Lauzun and his personal history make interesting reading for one versed in things Italian and French. He made a famous mot when being transported to his mountain prison. He was requested from time to time to descend from his carriage, whenever by chance it had got stuck in the mud or wedged between offending rocks. With much apology he was begged to descend. “Oh! this is nothing; these little misfortunes of travel are nothing of moment compared to the object of my journey.” Other prisoners may have put things similarly, but hardly with the same grace of diction.

Let no automobilist, on leaving Turin, come out by way of Pinerolo unless he is prepared for a detour of a hundred kilometres, a rise of 2,000 metres and a drop down again to 1,300 metres at Cesana Tarinese, where he strikes the main road over the Col de Mont Cenis to Modane in France, or via the Col de Mont Genevre to Briançon. The direct road from Turin is via Rivoli and Suse.

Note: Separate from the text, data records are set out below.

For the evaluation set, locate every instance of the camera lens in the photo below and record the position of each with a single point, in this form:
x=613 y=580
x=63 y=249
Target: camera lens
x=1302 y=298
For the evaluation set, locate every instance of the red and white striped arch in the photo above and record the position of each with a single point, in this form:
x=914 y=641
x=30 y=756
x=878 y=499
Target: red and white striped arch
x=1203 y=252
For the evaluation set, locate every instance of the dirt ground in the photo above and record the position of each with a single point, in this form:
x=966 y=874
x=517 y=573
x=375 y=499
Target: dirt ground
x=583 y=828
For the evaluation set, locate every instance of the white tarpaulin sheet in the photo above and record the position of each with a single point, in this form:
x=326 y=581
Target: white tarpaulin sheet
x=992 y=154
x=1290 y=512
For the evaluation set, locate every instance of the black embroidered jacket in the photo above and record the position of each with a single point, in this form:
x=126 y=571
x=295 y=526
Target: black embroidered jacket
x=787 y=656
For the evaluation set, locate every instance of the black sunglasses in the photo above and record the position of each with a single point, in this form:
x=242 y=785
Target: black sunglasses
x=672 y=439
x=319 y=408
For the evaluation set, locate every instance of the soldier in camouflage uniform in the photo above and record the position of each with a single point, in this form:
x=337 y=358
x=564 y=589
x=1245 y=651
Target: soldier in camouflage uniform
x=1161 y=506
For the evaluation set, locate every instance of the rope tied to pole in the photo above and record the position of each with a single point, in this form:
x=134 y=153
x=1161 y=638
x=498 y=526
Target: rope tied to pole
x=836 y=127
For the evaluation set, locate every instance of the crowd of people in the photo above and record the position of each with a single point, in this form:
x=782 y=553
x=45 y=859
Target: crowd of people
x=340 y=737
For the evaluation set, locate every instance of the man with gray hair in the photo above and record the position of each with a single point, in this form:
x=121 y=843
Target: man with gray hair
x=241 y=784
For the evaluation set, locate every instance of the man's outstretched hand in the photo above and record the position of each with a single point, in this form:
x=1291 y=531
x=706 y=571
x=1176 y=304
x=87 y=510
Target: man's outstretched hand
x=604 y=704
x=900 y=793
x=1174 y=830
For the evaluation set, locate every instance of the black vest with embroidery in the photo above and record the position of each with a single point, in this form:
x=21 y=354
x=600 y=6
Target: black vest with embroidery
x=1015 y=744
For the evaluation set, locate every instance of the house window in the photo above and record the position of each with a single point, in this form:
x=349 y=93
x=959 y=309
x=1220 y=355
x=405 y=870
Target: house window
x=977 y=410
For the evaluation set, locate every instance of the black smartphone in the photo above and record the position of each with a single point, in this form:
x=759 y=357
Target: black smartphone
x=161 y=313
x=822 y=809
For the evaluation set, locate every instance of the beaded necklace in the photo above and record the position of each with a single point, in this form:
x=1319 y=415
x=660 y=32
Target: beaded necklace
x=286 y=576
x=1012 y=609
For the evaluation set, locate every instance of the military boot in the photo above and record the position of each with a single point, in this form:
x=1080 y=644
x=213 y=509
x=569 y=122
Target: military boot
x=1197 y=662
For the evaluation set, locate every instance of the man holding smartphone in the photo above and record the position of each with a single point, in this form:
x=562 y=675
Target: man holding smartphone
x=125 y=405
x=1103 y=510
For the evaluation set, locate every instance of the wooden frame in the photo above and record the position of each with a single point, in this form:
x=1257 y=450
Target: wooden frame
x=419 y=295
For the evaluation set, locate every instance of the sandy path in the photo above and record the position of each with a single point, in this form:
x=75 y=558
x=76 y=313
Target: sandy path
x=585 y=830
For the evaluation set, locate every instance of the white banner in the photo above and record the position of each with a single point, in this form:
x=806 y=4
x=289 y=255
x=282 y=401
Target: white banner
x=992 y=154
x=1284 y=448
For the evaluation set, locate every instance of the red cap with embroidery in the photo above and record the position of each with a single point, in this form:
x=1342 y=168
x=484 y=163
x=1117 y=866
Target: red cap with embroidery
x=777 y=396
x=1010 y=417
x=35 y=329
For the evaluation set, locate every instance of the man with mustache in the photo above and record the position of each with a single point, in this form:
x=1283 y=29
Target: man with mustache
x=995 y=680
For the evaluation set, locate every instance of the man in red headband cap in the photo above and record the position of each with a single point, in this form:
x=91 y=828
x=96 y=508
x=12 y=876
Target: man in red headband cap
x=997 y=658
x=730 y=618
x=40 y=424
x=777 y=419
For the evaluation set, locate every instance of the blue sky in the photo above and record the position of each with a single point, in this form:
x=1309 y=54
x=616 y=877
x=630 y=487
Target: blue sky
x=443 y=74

Not every traveller in Italy knows the half-hidden out-of-the-way Val d’Aoste, the obvious gateway from Turin to the north via the Col du Saint Bernard. Travellers by rail rush through via the Simplon or Mont Cenis and know not the delights and joys which possess the traveller by road as he plunges into the heart of the Alps through the gateway of the Val d’Aoste.

The Val d’Aoste, less than a hundred kilometres, all counted, has more scenic and architectural surprises than any similar strip in Europe, but it is not a piste to be raced over by the scorching automobilist at sixty miles an hour. On the contrary it can not be done with satisfaction in less than a day, even by the most blasé of tourists. The railway also ascends the valley as far as Aoste, and one may cross over by coach into France or Switzerland by either the Col du Petit Saint Bernard or the Col du Grand Saint Bernard. It is worth doing!

The whole Val d’Aoste is one great reminder of feudal days and feudal ways. Curiously enough, too, in this part of Piedmont the aspect is as much French as Italian, and so too is the speech of the people. At Courmayer, for instance, the street and shop signs are all in French, and ’om the diminutive of homme replaces the Italian uomo; cheur stands for cœur and sita for cité and citta. This patois is universal through the upper valleys, and if one has any familiarity with the patois of Provence it will not be found so very strange. French, however, is very commonly understood throughout Piedmont, more so than elsewhere in north Italy, where, for a fact, a German will find his way about much more readily than a Frenchman.

One blemish lies all over the Val d’Aoste. It was greatly to be remarked by travellers of two or three generations ago and is still in evidence if one looks for it, though actually it is decreasing. Large numbers of the population are of the afflicted class known as Cretins, and many more suffer from goitre. It is claimed that these diseases come from a squalid filthiness, but the lie is given to this theory by the fact that there is no apparent filthiness. The diseases are evidently hereditary, and at some time anterior to their appearance here they were already known elsewhere. They are then results of an extraneous condition of affairs imported and developed here in this smiling valley through the heedlessness of some one. There are certain neighbourhoods, as at Courmayer and Ivrea, where they do not exist at all, but in other localities, and for a radius of ten kilometres roundabout, they are most prevalent.

The southern gateway to the Val d’Aoste is the snug little mountain of Ivrea, 50 kilometres from Turin. The cheese and butter of the Italian Alps, known throughout the European market as Beurre de Milan, is mostly produced in this neighbourhood, and the ten thousand souls who live here draw almost their entire livelihood from these products. Ivrea has an old Castle of imposing, though somewhat degenerate, presence. It has been badly disfigured in the restorations of later years, but two of its numerous brick towers of old still retain their crenelated battlements. The place itself is of great antiquity, and Strabon has put it on record that 3,600 of the inhabitants of the Val d’Aoste were once sold en bloc in the streets of Ivrea by Terentius Varro, their captor.

The Val d’Aoste, from Ivrea to Courmayer, about one hundred kilometres, will some day come to its own as a popular touring ground, but that time is not yet. When the time comes any who will may know all the delights of Switzerland’s high valleys without suffering from the manifest drawback of overexploitation. One doesn’t necessarily want to drink beer before every waterfall or listen to a yoedel in every cavern. What is more to the point is that one may here find simple, unobtrusive attention on the part of hotel keepers and that at a price in keeping with the surroundings. This you get in the Val d’Aoste and throughout the Alps of Piedmont, Dauphiny and Savoy.

Up high in the Val d’Aoste lies a battery of little Alpine townlets scarce known even by name, though possessed of a momentous history and often of architectural monuments marvellously imposing in their grandeur and beauty.

Near Pont Saint Martin, high above the torrent of the Doire, is the picturesque feudal castle of Montalto, a name famous in Italian annals of the middle ages.